# Linear Algebra - Show that this defines an inner product?

1. Oct 14, 2012

### proctortom

1. The problem statement, all variables and given/known data

If x = (x1, x2) and y = (y1, y2)....

Show that <x,y> = 3(x1)(y1) - (x1)(y2) - (x2)(y1) + 3(x2)(y2)

2. Relevant equations

I know that to define it as an inner product space, the following must be correct:

<x,y> = <y,x>
a<x,y> = <ax,y>
<x,y+z> = <x,y> + <x,z>
<x,x> >/= 0
<x,x> = 0 therefore x=0

3. The attempt at a solution

I have a fair idea what the rules above mean, however I have no clue how to apply it to the question. Help??

2. Oct 14, 2012

### HallsofIvy

Staff Emeritus
Replace each <x, y> with the formula you are given, $3x_1y_1- x_1y_2 - x_2y_1+ 3x_2y_2$, and see if they are true.
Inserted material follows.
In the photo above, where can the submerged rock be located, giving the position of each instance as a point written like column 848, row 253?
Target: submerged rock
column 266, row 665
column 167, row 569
The first one, <x, y>= <y, x> would become $3x_1y_1- x_1y_2 - x_2y_1+ 3x_2y_2= 3y_1x1- y_1x_2 - y_2x_1+ 3y_2x_2$. Is that true?

3. Oct 14, 2012

### ehild

In the definition of the above inner product, x1,2, y1,y2 are ordinary real numbers and (x1)(y1)... are products of these numbers.

What do you get if you exchange x and y? As an example, let be (x1,x2)=(2,3) and (y1,y2)=(4,5). What is the inner product <x,y>?
Now let be (x1,x2)=(4,5) and (y1,y2)=(2,3). What is the inner product now?

ehild